Death Takes a Knight
Dance of Death, in French
Woodcuts designed by the Master of the Chronique scandaleuse(?)
PML 75062 (ChL 1433T), fols. a4v–a5r
For our purposes, we can ignore the patriarch, the constable, and the archbishop (Death's first three victims) and concentrate on the knight at the far right. His gown has the new look of the 1480s. Open, with wide lapels, it is long, loose, and, lacking the pleats of the previous decades, hides, rather than highlights, the male form. Gone, too, are the flattering padded shoulders. His hat, with its low crown and brim, is also new, as are his shoes. These are the demy pantouffles, round-toed slippers with an open back.

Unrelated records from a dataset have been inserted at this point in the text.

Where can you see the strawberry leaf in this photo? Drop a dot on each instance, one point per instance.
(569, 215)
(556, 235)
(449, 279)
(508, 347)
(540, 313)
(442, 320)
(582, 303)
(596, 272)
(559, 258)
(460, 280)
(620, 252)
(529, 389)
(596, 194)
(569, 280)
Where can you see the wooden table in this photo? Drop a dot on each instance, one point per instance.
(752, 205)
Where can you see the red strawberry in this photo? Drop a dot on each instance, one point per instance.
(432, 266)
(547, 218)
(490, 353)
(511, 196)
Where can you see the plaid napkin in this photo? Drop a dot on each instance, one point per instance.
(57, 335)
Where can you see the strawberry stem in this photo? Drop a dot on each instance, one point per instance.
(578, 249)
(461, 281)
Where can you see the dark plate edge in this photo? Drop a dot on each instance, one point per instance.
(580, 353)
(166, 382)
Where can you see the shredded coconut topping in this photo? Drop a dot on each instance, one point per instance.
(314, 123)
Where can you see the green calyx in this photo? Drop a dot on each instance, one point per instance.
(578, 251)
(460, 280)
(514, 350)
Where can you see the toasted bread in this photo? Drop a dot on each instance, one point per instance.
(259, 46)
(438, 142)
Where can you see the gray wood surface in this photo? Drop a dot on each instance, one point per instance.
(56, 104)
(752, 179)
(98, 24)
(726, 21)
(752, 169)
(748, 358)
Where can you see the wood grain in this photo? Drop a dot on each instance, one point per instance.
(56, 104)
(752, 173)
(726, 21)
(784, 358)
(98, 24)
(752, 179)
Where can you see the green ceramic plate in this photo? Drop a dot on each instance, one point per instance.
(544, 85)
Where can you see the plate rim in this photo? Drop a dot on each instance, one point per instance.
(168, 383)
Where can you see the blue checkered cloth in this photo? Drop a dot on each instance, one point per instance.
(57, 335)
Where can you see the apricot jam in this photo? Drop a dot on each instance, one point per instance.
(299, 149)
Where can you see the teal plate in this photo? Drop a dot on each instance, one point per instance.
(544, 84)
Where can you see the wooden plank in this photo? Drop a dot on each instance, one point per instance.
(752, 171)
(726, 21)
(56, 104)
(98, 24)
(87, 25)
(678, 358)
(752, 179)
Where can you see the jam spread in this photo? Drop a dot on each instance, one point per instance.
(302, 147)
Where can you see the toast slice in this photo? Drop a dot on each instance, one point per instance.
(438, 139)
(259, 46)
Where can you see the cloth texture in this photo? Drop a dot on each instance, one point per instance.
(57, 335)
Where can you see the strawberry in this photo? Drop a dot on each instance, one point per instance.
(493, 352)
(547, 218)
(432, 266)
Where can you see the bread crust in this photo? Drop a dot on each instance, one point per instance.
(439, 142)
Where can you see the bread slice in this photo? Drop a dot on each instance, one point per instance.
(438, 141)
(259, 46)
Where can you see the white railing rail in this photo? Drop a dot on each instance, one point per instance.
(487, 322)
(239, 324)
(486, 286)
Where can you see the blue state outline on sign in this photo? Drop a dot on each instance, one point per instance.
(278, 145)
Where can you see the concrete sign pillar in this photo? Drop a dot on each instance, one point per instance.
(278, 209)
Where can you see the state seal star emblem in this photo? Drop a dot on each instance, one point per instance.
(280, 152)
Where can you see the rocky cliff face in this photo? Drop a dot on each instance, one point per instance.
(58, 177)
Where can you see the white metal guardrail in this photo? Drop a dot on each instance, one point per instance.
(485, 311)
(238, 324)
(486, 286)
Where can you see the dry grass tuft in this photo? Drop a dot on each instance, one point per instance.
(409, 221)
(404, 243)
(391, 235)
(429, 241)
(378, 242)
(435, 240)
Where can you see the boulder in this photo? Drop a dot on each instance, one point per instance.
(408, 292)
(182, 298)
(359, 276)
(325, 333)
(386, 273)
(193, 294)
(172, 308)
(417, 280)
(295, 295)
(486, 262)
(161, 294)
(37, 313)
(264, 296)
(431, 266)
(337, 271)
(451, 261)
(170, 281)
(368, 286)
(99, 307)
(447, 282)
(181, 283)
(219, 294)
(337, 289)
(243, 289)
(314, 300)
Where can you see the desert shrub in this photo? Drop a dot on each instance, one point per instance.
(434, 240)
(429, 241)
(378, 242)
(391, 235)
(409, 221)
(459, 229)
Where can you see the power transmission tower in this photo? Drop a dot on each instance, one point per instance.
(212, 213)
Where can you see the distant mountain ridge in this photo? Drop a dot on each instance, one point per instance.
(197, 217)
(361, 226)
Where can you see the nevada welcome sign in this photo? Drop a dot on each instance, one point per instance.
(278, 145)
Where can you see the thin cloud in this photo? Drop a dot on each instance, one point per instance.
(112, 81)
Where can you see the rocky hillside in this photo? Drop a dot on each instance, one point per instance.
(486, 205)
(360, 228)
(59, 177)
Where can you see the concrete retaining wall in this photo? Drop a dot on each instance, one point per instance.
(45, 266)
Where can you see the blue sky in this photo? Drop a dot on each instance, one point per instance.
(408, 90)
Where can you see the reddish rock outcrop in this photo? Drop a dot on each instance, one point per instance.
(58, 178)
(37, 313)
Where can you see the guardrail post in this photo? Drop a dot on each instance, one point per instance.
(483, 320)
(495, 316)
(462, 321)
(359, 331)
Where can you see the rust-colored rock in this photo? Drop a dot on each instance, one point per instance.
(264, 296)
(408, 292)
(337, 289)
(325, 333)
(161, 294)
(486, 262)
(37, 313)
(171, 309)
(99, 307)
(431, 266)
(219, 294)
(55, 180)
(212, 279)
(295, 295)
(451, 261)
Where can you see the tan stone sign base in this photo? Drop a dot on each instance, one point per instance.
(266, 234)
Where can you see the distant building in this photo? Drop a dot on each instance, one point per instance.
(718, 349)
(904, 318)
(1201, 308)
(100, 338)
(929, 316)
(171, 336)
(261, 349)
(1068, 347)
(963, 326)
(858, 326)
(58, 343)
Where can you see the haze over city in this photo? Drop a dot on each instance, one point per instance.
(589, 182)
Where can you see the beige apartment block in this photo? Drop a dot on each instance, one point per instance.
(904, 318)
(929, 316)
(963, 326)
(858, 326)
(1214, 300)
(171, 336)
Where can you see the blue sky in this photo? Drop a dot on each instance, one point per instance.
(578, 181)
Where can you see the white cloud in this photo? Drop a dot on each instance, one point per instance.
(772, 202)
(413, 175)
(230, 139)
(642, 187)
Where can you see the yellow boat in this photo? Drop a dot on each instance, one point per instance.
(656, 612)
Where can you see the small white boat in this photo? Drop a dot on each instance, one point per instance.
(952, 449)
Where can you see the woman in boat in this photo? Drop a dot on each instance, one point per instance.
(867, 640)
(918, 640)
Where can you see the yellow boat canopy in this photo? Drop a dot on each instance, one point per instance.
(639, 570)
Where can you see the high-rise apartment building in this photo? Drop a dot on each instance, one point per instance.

Twilight of the Middle Ages
This was a period of transition in northern Europe—the Middle Ages were not yet over, and the Renaissance had not yet begun. Both King Charles VIII and Louis XII invaded Italy, and these military campaigns exposed France to Italian art, culture, and fashion. At the same time, the Late Gothic style still dominated the arts—and clothing—of northern Europe. Fashions of this period reflect these conflicts.
In the 1480s, the look for men changed abruptly. Padded shoulders and the V-shaped silhouette disappeared. Long loose open gowns came into style and, by the 1490s, these gowns became especially voluminous and bulky. Round-toed shoes replaced the pointy pouleines. New, however, and probably reflecting Italian influence, were the man's outer coat called a sayon, the man's hat called a carmignolle, and doublets with slit sleeves through which the linen of the shirt protruded.
Women's gowns of this period also became fuller, and bombard sleeves were revived. The neck got square. The turret disappeared, while its frontlet remained, now attached to a new small-crowned coif.